I was able to reproduce the problem with ipfs config Reprovider.Strategy mfs, ipfs config --json Routing.AcceleratedDHTClient true

To see it, you need to apply change to boxo to show the actual child CID that was skipped, and not the root of entire MFS (ipfs/boxo@e08fc17, added to ipfs/boxo#905)

I created MFS to be huge with lazy-loaded items:

$ ipfs files cp /ipfs/bafybeie6tqsijf7j6gpow5q3qdjmtqgscrmd2ijl4olpxanbbptmvh7sui /_Tsize_test
$ ipfs files cp /ipfs/bafybeie6tqsijf7j6gpow5q3qdjmtqgscrmd2ijl4olpxanbbptmvh7sui /_Tsize_test2
$ ipfs files cp /ipfs/bafybeie6tqsijf7j6gpow5q3qdjmtqgscrmd2ijl4olpxanbbptmvh7sui /_Tsize_test3
$ ipfs files cp /ipfs/bafybeie6tqsijf7j6gpow5q3qdjmtqgscrmd2ijl4olpxanbbptmvh7sui /_Tsize_test4

Then restarted the node, waited ~5min for accelerated client to finish mapping, and manually triggered ipfs bitswap reprovide.

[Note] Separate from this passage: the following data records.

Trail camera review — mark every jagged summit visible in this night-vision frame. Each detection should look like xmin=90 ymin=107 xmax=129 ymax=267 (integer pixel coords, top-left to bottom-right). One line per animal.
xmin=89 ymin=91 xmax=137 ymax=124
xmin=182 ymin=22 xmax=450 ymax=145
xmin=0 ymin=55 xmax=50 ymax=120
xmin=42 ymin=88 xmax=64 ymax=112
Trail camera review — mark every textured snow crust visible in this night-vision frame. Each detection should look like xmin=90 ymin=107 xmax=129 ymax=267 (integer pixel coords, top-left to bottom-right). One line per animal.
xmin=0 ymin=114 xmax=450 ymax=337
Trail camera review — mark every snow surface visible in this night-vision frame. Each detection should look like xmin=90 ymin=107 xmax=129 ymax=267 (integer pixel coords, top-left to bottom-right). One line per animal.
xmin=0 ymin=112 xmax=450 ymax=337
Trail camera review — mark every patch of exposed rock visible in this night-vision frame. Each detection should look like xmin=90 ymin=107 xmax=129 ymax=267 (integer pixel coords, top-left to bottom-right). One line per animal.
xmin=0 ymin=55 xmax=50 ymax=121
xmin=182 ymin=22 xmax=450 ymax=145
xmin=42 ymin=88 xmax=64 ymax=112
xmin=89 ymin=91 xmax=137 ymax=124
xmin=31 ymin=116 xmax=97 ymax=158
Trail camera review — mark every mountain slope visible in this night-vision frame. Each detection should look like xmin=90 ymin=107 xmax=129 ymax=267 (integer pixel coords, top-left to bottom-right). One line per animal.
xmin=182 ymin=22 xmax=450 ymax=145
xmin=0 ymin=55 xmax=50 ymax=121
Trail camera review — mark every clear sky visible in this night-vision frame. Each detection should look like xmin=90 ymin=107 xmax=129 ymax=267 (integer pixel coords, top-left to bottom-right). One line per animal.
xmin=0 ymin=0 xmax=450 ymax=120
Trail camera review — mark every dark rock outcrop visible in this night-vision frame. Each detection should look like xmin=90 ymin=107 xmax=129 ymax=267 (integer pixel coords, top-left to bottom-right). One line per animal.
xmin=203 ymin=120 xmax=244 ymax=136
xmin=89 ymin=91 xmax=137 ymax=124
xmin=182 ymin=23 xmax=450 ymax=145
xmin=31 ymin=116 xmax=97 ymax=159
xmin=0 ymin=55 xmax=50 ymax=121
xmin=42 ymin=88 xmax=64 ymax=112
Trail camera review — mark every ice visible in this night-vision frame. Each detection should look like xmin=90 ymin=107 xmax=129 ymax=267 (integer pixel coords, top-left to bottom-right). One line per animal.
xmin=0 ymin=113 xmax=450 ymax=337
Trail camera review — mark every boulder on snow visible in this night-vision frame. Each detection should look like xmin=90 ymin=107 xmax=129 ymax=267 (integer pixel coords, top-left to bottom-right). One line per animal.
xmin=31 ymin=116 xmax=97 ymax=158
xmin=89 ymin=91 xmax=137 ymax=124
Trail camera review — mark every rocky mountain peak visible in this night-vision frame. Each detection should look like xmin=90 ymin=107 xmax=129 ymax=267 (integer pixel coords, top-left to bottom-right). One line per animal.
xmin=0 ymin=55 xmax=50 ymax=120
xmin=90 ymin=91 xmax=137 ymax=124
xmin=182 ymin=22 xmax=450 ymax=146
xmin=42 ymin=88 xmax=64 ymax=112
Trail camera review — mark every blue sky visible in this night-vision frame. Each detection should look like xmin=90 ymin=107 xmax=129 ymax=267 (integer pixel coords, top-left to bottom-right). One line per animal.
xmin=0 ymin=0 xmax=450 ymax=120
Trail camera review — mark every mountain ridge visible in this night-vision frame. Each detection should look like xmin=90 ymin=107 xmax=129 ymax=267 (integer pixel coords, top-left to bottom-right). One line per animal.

ipfs daemon printed ERROR:

Daemon is ready
2025-04-02T19:51:08.768+0200	ERROR	provider.batched	provider/dagprovider.go:41	dagprovider dag traversal error from root QmRfuVHxBJWZTwpDpsFYrG545vgv2qCt5Biopbd2hmeKiF: error traversing node at "_Tsize_test/bafybeif54ksdqydq3rliwjqps3wup6nulfbbrzgcvrrd5cgqqvps46eyma/bafybeiewrbcx23v7sz7fgcmavanfxq4ki2rsuoguvrpiyc4sdyxjdhttwm": could not load link "bafybeiewrbcx23v7sz7fgcmavanfxq4ki2rsuoguvrpiyc4sdyxjdhttwm": unable to find bafybeiewrbcx23v7sz7fgcmavanfxq4ki2rsuoguvrpiyc4sdyxjdhttwm in local blockstore: skip
2025-04-02T20:01:08.770+0200	ERROR	provider.batched	provider/dagprovider.go:41	dagprovider dag traversal error from root QmRfuVHxBJWZTwpDpsFYrG545vgv2qCt5Biopbd2hmeKiF: error traversing node at "_Tsize_test/bafybeif54ksdqydq3rliwjqps3wup6nulfbbrzgcvrrd5cgqqvps46eyma/bafybeiewrbcx23v7sz7fgcmavanfxq4ki2rsuoguvrpiyc4sdyxjdhttwm": could not load link "bafybeiewrbcx23v7sz7fgcmavanfxq4ki2rsuoguvrpiyc4sdyxjdhttwm": unable to find bafybeiewrbcx23v7sz7fgcmavanfxq4ki2rsuoguvrpiyc4sdyxjdhttwm in local blockstore: skip

@lidel
Copy link
Member

lidel commented Apr 9, 2025

After staring at this for far too long, the error seems to be somehow bogus – perhaps it is the last internal skip being returned, or racy one due intenal lock?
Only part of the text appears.